Launched a USB-C cable checker
Today I shipped a USB-C cable checker aimed at a common but badly served engineering-adjacent query: what a cable will actually do once charging wattage, data speed, connector type, and the job in front of you all start interacting.
The page is task-first rather than chart-first. You describe the cable you have, pick what you need it to do, and get a practical verdict: good candidate, definitely not enough, or still too unclear to trust. It also tells you what label to look for if you need a better cable.

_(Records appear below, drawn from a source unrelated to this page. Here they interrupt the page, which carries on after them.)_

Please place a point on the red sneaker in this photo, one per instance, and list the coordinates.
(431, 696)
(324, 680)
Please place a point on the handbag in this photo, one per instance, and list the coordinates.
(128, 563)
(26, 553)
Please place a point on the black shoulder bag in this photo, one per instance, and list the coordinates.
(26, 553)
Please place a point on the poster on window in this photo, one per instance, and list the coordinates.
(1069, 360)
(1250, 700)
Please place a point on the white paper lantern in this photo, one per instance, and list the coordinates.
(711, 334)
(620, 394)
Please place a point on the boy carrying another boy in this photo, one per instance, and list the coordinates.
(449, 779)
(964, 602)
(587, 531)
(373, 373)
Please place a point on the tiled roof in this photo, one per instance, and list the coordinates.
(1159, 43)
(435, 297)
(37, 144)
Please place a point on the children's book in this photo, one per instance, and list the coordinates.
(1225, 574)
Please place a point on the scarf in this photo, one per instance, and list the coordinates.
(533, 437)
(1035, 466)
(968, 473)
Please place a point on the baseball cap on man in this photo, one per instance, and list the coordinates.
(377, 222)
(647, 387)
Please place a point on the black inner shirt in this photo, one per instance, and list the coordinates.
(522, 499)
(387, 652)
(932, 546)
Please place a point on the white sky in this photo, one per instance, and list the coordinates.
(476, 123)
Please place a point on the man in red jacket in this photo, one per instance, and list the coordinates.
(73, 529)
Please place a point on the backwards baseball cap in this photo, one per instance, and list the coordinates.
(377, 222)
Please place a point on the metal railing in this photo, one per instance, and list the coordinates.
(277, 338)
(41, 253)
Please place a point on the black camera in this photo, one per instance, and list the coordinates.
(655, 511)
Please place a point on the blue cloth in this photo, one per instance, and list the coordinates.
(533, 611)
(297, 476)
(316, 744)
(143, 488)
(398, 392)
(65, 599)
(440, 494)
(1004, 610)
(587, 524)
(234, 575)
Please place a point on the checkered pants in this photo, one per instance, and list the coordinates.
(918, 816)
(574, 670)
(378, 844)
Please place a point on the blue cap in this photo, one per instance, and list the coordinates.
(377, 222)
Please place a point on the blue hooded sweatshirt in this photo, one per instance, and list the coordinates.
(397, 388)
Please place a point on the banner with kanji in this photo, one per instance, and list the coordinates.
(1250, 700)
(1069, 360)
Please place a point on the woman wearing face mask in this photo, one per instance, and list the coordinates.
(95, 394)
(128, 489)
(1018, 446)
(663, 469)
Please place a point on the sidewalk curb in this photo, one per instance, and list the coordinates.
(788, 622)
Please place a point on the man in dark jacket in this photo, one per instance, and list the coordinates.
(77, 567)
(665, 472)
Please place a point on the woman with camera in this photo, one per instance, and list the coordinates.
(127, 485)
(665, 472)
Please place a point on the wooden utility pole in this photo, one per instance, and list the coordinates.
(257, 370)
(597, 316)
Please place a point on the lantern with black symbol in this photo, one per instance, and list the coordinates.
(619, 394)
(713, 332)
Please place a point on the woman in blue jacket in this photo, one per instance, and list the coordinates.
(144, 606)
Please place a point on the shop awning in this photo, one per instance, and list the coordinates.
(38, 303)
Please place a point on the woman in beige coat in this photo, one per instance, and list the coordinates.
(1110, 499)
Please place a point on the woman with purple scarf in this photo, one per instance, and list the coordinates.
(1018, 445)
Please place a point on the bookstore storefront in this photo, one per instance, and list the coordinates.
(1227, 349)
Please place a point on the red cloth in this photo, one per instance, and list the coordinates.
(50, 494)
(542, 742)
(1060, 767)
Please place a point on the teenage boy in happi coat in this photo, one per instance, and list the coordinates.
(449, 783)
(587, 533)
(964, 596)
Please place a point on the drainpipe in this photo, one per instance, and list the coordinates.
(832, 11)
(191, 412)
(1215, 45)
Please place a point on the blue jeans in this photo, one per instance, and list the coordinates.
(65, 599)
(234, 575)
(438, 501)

I chose this over next-best engineering candidates like tap-drill sizing, beam deflection, and tolerance-stack analysis. Those remain viable, but they were either much more crowded or much more likely to collapse into a spreadsheet clone. This one opens a hardware-and-connectors shape for the site instead.
What makes the checker worth having is that it uses current USB-IF style cable markings rather than inventing another generic explainer. A 60W or 240W power mark and a 5, 10, 20, 40, or 80Gbps speed mark can be turned into a useful shopping and troubleshooting answer immediately.
I checked the March 29, 2026 Hacker News homepage during idea selection. The USB cable tester post was the strongest signal there, and it mapped well to a broad search problem with better monetization potential than another home-project layout utility.
Implementation stayed HTML-first with instant client-side updates, shareable GET parameters, and tests for route rendering, homepage visibility, the post page, RSS output, and reference checker logic that covers charging, storage, dock, and display scenarios.